Wednesday, 23 May 2012

Working Hours Graph - Life Logger

I’ve been using Life Logger to track how long I spend at work. It has a pretty rudimentary way to get summaries from it. I wanted to see a graph of how long I’ve spent at work in a graph so I exported the database and made my own.

Here’s what I Came Up With.

If my boss sees this, its all those public holidays that bring those hours down.

Here’s how I did it.

I exported the database from the app. I love how on android I can send it to drop box and pick it up on my computer.

Its a sqlite database, which I can easily manipulate using the sqlite tools on my computer.

The Timestamps are stored as milliseconds from the unix epoch rather than a normal sql date. The developer is must be using the java system.currenttimemillis().

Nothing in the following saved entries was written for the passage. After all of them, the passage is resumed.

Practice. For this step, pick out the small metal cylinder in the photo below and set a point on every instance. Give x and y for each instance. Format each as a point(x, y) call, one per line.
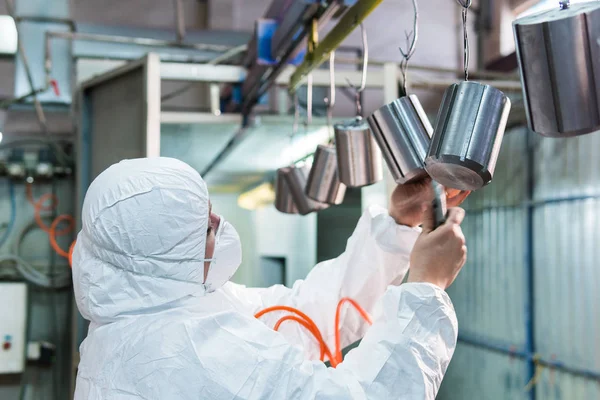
point(559, 61)
point(359, 158)
point(467, 136)
point(296, 179)
point(403, 133)
point(283, 196)
point(324, 183)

The table Im interested in is this one.
CREATE TABLE tbl_log (_id INTEGER PRIMARY KEY AUTOINCREMENT,time_card_id_ref INTEGER NOT NULL, start_time INTEGER DEFAULT 0, end_time INTEGER DEFAULT 0, estimation INTEGER DEFAULT 0, note TEXT );

Dates can be pulled out with the sql query.
strftime("%Y-%M-%d",start_time/1000, "unixepoch") from tbl_log;

I can get the weeks of each entry with this entry. This gives year-week like 2012-2, which is good to group by.
select strftime("%Y-%W", start_time/1000, "unixepoch") from tbl_log;

I can get the hours worked in a week by using the sum function over a set like this.
select sum(end_time-start_time)/1000/60/60  from tbl_log where strftime("%Y-%W", start_time/1000, "unixepoch") = "2012-16";

This can be done for all weeks like this. The sum is an aggregate function which runs on the rows that are grouped by.
select strftime("%m/%d/%Y", start_time/1000, "unixepoch"), sum(end_time-start_time)/1000/60/60 as hours_worked from tbl_log group by strftime("%Y-%W", start_time/1000, "unixepoch");

which gives the times like this which can be imported into a spreadsheet and charted.
11/20/2011|34 
11/27/2011|35

Sunday, 6 May 2012

Ubuntu updates visualization.

I was wondering if there would be lots of updates to Ubuntu leading up to the release of 11/4 and thought I could data mine this to find out. So I made a visualization to see if that was the case, turns out the opposite is true. There has been a distinct lack of updates in the last couple of months. At least in the main repository.

Heres the visualization I made.

To do this I searched the changelogs for all packages from changelogs.ubuntu.com for the time stamps. Then I took the average of each week in the month to smooth it.

Heres how I did it.


#First download the changelogs.ubuntu website, only use the main pool. 
wget -m -np -r http://changelogs.ubuntu.com/changelogs/pool/main/
 #Search for all time stamps and print them out.
egrep -o -r -e "[A-Z][a-z]{2}, [0-9]{0,2} [A-Z][a-z]{2} [0-9]{4}"  > dates.main

I then wrote  a python script to count how many dates were in each week and average that over the month.
#!/usr/bin/env python
import sys,time
dates_in = {}
for line in sys.stdin.readlines():
    line = line.rstrip()
    if line in dates_in:
        dates_in[line] = dates_in[line]+1
    else:
        dates_in[line] = 1
month_counts = {}
for dateS,count in dates_in.items():
    date =time.strptime(dateS, "%d %b %Y")
    month_date = "%d/01/%d" % (date.tm_mon,date.tm_year)
    if month_date in month_counts:
        month_counts[month_date] = month_counts[month_date] + [count]
    else:
        month_counts[month_date] = [count]
for dateS,count in month_counts.items():
    print dateS+","+str(sum(count)/len(count))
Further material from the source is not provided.